Specialists on the Sherman staff who are responsible for getting the production line up and running received the training they desired. Jared Kennedy, engineering and projects supervisor of Saint-Gobain Abrasives in Reynosa, helped make it all possible.

"We went from the chalkboard and the classroom to live inspections of our manufacturing line during their visit," said Kennedy. "We gave them a thorough overview of the operational, mechanical, and electrical aspects of our line. There were many similar tasks that will be performed in both facilities, as well as electrical and mechanical functions exchange."

The Reynosa plant manufactures two lines of products: coated abrasives used for polishing, cleaning, and finishing products made of such materials as steel, aluminum, wood, and plastics; and bonded abrasives, used in the foundry, automotive, telecommunications, and power supply industries.
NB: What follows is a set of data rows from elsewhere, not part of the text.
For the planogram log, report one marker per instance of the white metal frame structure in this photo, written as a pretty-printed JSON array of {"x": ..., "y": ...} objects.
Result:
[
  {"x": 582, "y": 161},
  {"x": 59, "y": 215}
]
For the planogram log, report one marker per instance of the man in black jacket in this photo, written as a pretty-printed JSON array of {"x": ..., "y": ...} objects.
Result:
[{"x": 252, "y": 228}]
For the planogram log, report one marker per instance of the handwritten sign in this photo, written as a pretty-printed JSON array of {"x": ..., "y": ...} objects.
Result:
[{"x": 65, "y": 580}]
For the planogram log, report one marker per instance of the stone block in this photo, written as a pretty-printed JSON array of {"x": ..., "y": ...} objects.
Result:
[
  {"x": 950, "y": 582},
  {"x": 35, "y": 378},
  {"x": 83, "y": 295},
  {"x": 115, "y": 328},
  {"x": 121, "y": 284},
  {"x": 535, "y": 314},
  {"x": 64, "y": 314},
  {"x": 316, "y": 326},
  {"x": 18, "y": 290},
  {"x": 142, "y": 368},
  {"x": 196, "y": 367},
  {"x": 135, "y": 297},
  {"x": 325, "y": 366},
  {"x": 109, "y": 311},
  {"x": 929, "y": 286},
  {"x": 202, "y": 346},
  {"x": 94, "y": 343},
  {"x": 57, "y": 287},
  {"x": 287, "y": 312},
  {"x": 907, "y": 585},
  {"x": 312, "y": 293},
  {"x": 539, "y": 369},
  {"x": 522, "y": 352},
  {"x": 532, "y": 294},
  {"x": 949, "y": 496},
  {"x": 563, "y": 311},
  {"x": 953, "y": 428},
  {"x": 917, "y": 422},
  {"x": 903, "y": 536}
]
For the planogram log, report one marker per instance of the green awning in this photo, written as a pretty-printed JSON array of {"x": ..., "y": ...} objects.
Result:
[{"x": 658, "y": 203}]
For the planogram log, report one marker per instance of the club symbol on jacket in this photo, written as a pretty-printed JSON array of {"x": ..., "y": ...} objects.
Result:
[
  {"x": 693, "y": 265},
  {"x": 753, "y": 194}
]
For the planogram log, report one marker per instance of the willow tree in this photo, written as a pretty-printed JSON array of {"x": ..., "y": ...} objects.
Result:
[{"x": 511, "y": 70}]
The CertainTeed plant produces ToughGard2â„¢, which the company calls "an advanced textile duct liner with improved thermal and acoustical values," designed for handling and cutting benefits for fabricators and installers.

So how can one group learn from another when the products, at least on the surface, seem dissimilar?

"We both use fibers in our manufacturing process that must be opened, blended, and formed into an underlying mat in the products," said Tripp.

"Duct liner being produced in Sherman uses primarily straight glass fiber in its mat, while abrasives use a crimped fiber in the mat. But even though the people in Reynosa are using a different fiber and bonding agent, the basic processes are the same, right up the stage when the product enters the curing oven."

Even though the language difference was not a big issue during training with several bilingual members in the group, Sherman's Guevara and Reynosa's Juan Carlos Delgado served as interpreters as needed.

Tripp pointed out that several members of his Sherman staff have used similar manufacturing equipment at a Sherman-area plant several years ago, so they were able to translate that experience to this training.

"The entire training experience and the international nature of this training partnership were extremely valuable to our CertainTeed group," he said.